All-cause and cause-specific mortality - total sample

There was a U-shaped association between BMI and long-term all-cause mortality in the total sample (Fig. 2A). Compared to the reference BMI value of 27.5 kg/m², patients with a BMI of 20 kg/m² had a strongly increased risk of mortality (HR 1.91 [1.70,2.14]); patients with BMI values of 25 and 30 kg/m² had HRs of 1.03 [0.99,1.14] and 1.08 [1.03,1.14] respectively. Obese patients again had an increased risk of mortality with HRs of 1.23 [1.13,1.34] and 1.38 [1.17,1.63] for patients with BMI of 35 and 40 kg/m², respectively. Table S1 shows HR values and 95 %CI for specific BMI values and for each outcome). The U-shaped relation for all-cause mortality was confirmed by the COX model using BMI quartiles: the first and the fourth quartiles had significantly higher HR values compared to the second quartile (reference group) (supplementary table S2).

Fig. 2.

Association between BMI and all-cause and cause specific mortality in the total sample. The COX regression models were adjusted for age, sex, time period of infarction, diabetes, hypertension, hyperlipidemia, smoking status, eGFR, left-ventricular EF, type of infarction, family history of CVD, time period of infarction, severe infection, PCI and bypass therapy.

A similar result was obtained for CVD mortality (Fig. 2B). For ischemic heart diseases, there also appeared to be a U-shaped association as well (Fig. 2C), but the results were no longer significant for high BMI values. The situation was different for cancer mortality: low BMI values were still strongly associated with higher mortality, but we didn't observe a higher risk of cancer mortality in patients with high BMI values (Fig. 2D).

All-cause mortality in different age groups

In the age group < 60 years, there was a pronounced U-shaped association between BMI and all-cause mortality (Fig. 3A). However, in the regression model using BMI quartiles, only the first, but not the fourth BMI quartile was significantly associated with mortality compared to the second quartile (reference), see table S2. In the age group 60–74 years there was also a U-shaped association (Fig. 3B) and significantly higher mortality for patients in the first and fourth quartile, see table S2. In the elderly group ≥ 75 years, higher BMI levels were not associated with increased mortality (Fig. 3C and table S2). Hence, low BMI levels were significantly associated with an elevated risk of dying for all age groups, (Fig. 3), but only for AMI patients < 75 years high BMI values were also significantly associated with increased mortality.

Fig. 3.

Association between BMI and all-cause mortality in different age groups. The COX regression models were adjusted for age, sex, time period of infarction, diabetes, hypertension, hyperlipidemia, smoking status, eGFR, left-ventricular EF, type of infarction, family history of CVD, time period of infarction, severe infection, PCI and bypass therapy.
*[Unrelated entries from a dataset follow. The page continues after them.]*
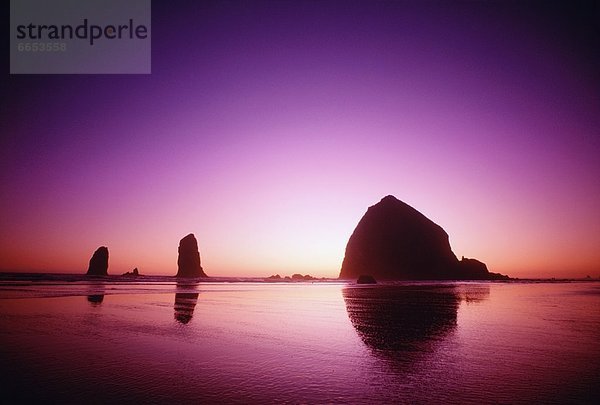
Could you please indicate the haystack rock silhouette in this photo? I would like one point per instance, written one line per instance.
(394, 241)
(99, 262)
(188, 262)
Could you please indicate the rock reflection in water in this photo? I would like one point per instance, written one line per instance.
(185, 303)
(406, 318)
(96, 294)
(96, 299)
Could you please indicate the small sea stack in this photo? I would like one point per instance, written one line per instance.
(188, 262)
(99, 262)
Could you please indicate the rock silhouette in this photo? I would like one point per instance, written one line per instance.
(394, 241)
(99, 262)
(188, 262)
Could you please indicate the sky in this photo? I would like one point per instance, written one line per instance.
(268, 128)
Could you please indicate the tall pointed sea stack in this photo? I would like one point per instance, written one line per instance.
(188, 262)
(99, 262)
(393, 241)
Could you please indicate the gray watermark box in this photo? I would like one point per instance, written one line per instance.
(80, 36)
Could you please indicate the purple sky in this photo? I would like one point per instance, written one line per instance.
(268, 128)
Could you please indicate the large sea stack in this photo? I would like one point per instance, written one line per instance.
(393, 241)
(99, 262)
(188, 262)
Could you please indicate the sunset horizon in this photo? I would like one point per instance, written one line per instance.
(268, 128)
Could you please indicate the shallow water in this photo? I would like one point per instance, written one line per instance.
(300, 342)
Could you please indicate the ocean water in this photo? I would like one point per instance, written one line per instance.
(162, 342)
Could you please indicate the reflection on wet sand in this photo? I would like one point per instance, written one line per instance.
(185, 302)
(96, 294)
(406, 318)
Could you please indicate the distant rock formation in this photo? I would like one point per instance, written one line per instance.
(99, 262)
(393, 241)
(188, 262)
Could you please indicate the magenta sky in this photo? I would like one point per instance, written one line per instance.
(267, 129)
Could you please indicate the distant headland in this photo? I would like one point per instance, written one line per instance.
(394, 241)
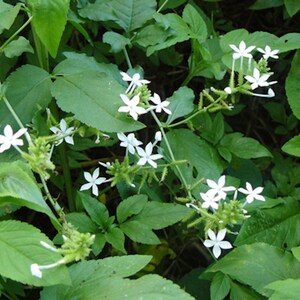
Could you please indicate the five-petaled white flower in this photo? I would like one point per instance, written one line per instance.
(219, 188)
(129, 142)
(268, 52)
(160, 106)
(146, 156)
(93, 181)
(210, 199)
(135, 81)
(10, 139)
(216, 241)
(252, 194)
(258, 80)
(241, 51)
(63, 133)
(132, 106)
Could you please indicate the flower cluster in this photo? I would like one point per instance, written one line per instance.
(220, 212)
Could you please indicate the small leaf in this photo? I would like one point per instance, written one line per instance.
(49, 21)
(20, 247)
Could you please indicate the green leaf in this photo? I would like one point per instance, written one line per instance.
(220, 286)
(20, 247)
(292, 146)
(105, 278)
(292, 85)
(158, 215)
(27, 89)
(181, 103)
(198, 27)
(276, 226)
(288, 289)
(130, 206)
(16, 47)
(244, 147)
(292, 7)
(8, 14)
(258, 265)
(85, 83)
(116, 41)
(203, 160)
(49, 21)
(116, 238)
(96, 210)
(139, 232)
(19, 187)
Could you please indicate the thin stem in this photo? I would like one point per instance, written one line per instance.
(15, 34)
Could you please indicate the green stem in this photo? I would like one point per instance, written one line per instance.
(15, 34)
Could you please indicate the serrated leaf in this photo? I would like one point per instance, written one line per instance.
(20, 247)
(258, 265)
(16, 47)
(244, 147)
(138, 232)
(181, 103)
(27, 89)
(130, 206)
(8, 13)
(292, 85)
(49, 21)
(18, 187)
(105, 276)
(99, 92)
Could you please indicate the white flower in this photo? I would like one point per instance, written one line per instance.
(159, 106)
(146, 156)
(217, 242)
(93, 180)
(241, 51)
(129, 142)
(10, 139)
(268, 52)
(219, 188)
(210, 199)
(63, 133)
(135, 81)
(132, 107)
(252, 194)
(258, 80)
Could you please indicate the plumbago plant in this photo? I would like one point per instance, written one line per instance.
(129, 166)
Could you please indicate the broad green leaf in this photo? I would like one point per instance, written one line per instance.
(20, 247)
(19, 187)
(258, 265)
(27, 89)
(97, 91)
(130, 206)
(220, 286)
(192, 17)
(116, 238)
(288, 289)
(292, 7)
(17, 47)
(97, 210)
(102, 279)
(49, 21)
(158, 215)
(116, 41)
(138, 232)
(8, 13)
(244, 147)
(292, 146)
(292, 85)
(276, 226)
(203, 160)
(181, 103)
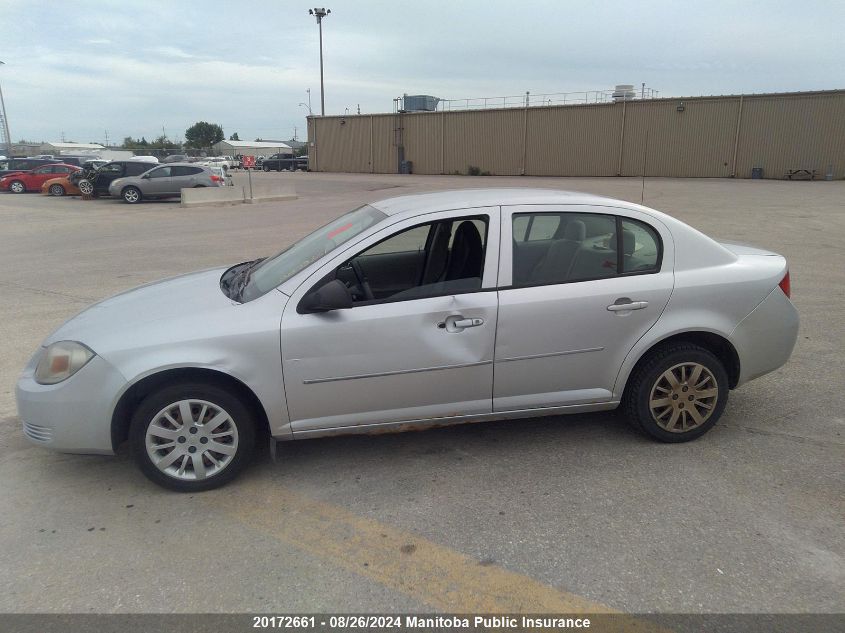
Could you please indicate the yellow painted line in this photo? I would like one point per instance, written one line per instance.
(441, 577)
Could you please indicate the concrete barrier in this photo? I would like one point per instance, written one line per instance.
(221, 196)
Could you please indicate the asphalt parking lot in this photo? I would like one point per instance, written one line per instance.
(553, 514)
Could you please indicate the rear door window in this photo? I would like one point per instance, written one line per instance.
(161, 172)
Sensitivity analyses and stratified COX models

Fig. 4 displays the all-cause survival curves for 4 different BMI groups (BMI<25kg/m² [no overweight/obesity], BMI 25–29.9 kg/m² [overweight], BMI 30–34.9 kg/m² [obesity class I], BMI ≥35 kg/m² [obesity class II/III]). It shows that patients with a BMI < 25 kg/m² have the highest mortality risk of all groups in the first years after AMI. In patients with obesity class II/III, the mortality increases after about 4 years, leading to a convergence of the survival curves. The phenomenon wasn´t observed for the overweight and obesity class I curve, as they remained having a lower mortality than the group BMI <25kg/m² over the whole follow-up period of 10 years.

Fig. 4.

Kaplan-Meier survival curves for 4 different BMI groups: BMI<25kg/m², BMI 25–29.9 kg/m² [overweight], BMI 30–34.9 kg/m² [obesity class I], BMI ≥35 kg/m² [obesity class II/III]. While patients with BMI < 25 kg/m² had the highest mortality in the first years after AMI, the mortality of patients with obesity class II/III increased after about 4 years. Patients with overweight and obesity class I remained having a lower mortality than the group BMI <25 kg/m² over the whole follow-up period of 10 years.
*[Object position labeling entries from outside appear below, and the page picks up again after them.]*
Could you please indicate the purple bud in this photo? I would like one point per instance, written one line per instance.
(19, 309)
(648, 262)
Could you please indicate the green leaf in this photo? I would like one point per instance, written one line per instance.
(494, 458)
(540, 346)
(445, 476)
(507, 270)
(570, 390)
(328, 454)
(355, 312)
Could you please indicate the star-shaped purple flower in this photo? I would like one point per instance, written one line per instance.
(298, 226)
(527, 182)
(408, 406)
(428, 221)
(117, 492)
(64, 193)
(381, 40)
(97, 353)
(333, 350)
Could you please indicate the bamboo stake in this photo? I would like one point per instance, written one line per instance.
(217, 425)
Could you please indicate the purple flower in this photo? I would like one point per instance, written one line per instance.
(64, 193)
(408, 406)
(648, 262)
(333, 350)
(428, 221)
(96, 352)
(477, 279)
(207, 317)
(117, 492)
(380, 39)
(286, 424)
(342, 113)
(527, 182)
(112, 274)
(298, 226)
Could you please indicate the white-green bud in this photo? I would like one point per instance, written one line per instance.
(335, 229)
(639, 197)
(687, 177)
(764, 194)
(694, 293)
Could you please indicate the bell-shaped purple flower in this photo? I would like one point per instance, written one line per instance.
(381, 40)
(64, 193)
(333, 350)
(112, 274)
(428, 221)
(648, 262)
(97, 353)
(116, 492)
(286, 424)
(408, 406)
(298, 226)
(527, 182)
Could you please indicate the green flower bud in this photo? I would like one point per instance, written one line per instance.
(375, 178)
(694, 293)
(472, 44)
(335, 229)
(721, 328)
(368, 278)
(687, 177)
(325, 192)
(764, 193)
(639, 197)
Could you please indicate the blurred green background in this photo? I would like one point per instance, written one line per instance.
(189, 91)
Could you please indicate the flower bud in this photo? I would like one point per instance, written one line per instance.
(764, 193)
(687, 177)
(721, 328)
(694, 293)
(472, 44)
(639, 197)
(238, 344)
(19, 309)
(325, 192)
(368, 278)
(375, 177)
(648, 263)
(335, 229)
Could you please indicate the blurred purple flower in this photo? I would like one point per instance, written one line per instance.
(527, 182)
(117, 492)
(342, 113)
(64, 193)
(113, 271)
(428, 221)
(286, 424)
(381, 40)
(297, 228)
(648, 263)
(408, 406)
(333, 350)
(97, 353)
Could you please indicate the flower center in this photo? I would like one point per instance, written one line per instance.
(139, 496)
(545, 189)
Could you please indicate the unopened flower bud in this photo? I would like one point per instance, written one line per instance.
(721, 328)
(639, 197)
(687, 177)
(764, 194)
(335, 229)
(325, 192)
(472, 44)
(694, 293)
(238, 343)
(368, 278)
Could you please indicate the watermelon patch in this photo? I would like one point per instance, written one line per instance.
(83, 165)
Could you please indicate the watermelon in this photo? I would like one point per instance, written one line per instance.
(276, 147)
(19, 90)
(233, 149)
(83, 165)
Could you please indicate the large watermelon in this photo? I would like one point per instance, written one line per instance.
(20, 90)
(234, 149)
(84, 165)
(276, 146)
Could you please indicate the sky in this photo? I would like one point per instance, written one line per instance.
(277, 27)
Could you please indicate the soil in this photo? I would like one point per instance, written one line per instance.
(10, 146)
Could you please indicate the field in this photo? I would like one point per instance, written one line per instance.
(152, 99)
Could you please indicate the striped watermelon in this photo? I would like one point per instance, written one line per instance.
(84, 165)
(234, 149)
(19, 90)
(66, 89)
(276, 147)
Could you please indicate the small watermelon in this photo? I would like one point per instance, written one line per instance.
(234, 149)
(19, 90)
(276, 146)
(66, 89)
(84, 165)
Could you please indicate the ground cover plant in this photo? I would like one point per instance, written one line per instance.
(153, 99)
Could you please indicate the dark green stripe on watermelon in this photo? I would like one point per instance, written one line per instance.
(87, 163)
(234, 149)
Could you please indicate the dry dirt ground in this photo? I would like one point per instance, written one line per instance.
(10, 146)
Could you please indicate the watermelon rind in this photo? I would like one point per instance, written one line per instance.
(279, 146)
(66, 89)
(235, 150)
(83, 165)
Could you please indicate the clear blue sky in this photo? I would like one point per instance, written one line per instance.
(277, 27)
In a further analysis, we excluded all cases with an observational time of less than two years, which had only minor impact on the association between BMI and cancer mortality, see table S2 and figure S1 (supplementary material). Furthermore, testing for a significant interaction between smoking and BMI by adding an interaction term revealed no or very limited interaction between the two variables. A stratified analysis for smokers, ex-smokers and never smokers showed similar associations between BMI and cause-specific mortality for the three groups, see figures S2-S7 (supplementary material). Only the association between high BMI values and cancer mortality differed between the three smoking groups: while no significant associations were found in ex-smokers and never smokers, high BMI values went along with a higher mortality in current smokers.

Discussion

In this study, there was an overall U-shaped association between BMI and all-cause and cause-specific long-term mortality after AMI. However, in the older age group (≥75 years) and for cancer mortality, high BMI was not associated with higher risk of premature mortality.
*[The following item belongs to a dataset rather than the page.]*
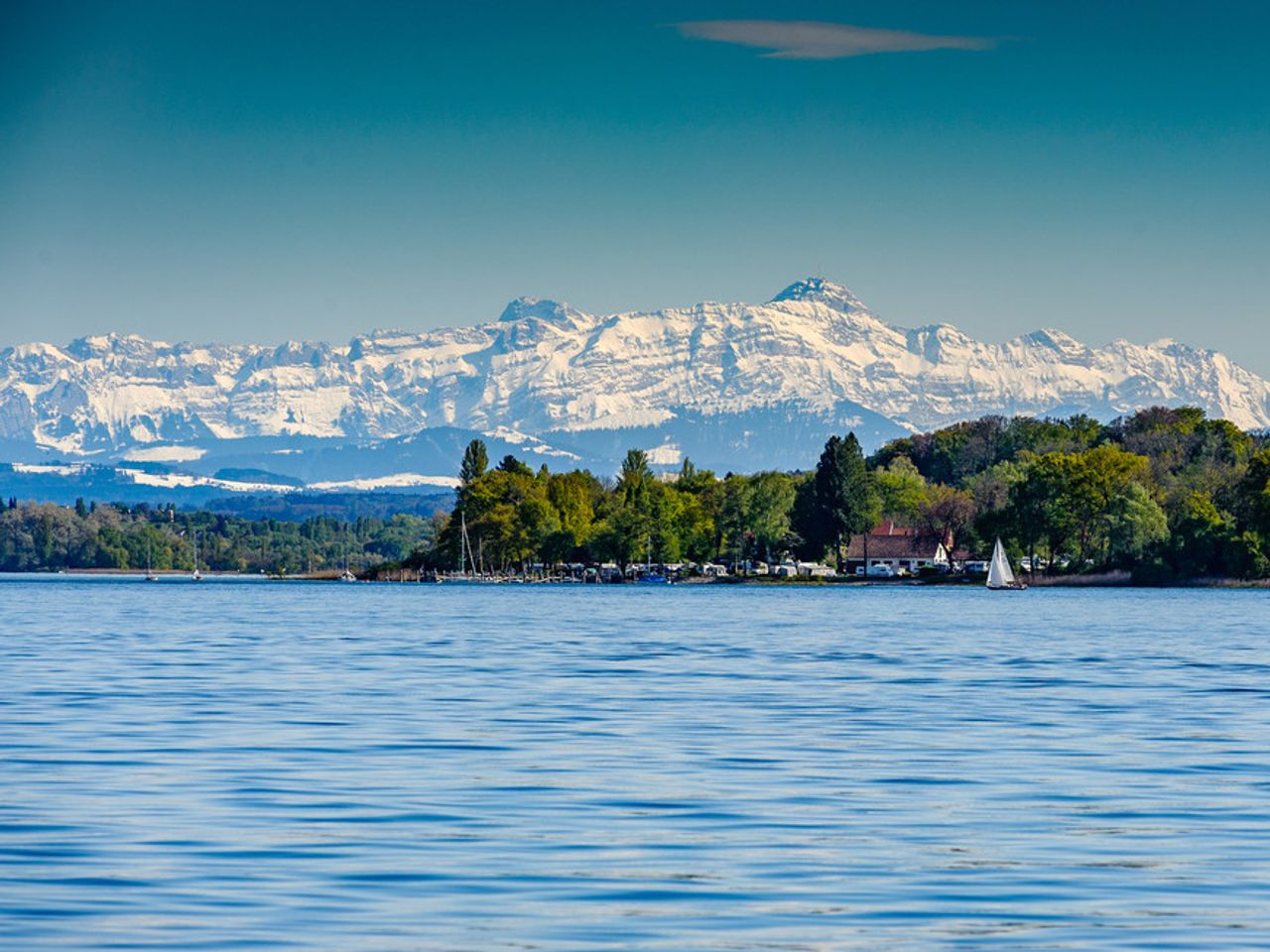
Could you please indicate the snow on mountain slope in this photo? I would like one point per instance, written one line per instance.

High BMI values and long-term mortality

Several previous studies have examined the relationship between (high) BMI and long-term mortality after myocardial infarction, and thereby reporting conflicting results. Some studies and meta-analyses suggested a survival benefit for patients with higher BMI in coronary artery disease (CAD), acute coronary syndrome and AMI [[7], [8], [9], [10], [11], [12], [13], [14]]; a phenomenon often referred to as ‘obesity paradox’. This phenomenon was only partially confirmed by the present study, as we found the lowest mortality in patients with BMI values between 25 and 30 kg/m², which is categorized as ‘pre-obesity’ or ‘overweight’ by the WHO classification [20]. For BMI ≥ 30 kg/m², which is classified as obesity, mortality started to increase. These observations are supported by a recent study from Sweden that analyzed more than 25,000 STEMI patients and found the lowest 1-year all-cause mortality for the overweight group (BMI 25.0–29.9 kg/m²) ²¹.

There are previous studies and meta-analyses that question this ‘obesity paradox’ in CAD and AMI patients [15,16]. One example is a recent study by Al-Shaar et al. [16] that found higher mortality in patients with higher BMI for all-cause and CVD mortality, which is in line with our results.

The ‘obesity paradox’ would somehow contradict the concept of overweight and obesity being a strong risk factor for the development of cardiovascular diseases. Our results suggest that a BMI ≥ 30 kg/m² is also a risk factor for increased mortality in AMI patients and in this sense is consistent with the concept of obesity being a cardiovascular risk factor not only in primary (and secondary), but also in tertiary prevention.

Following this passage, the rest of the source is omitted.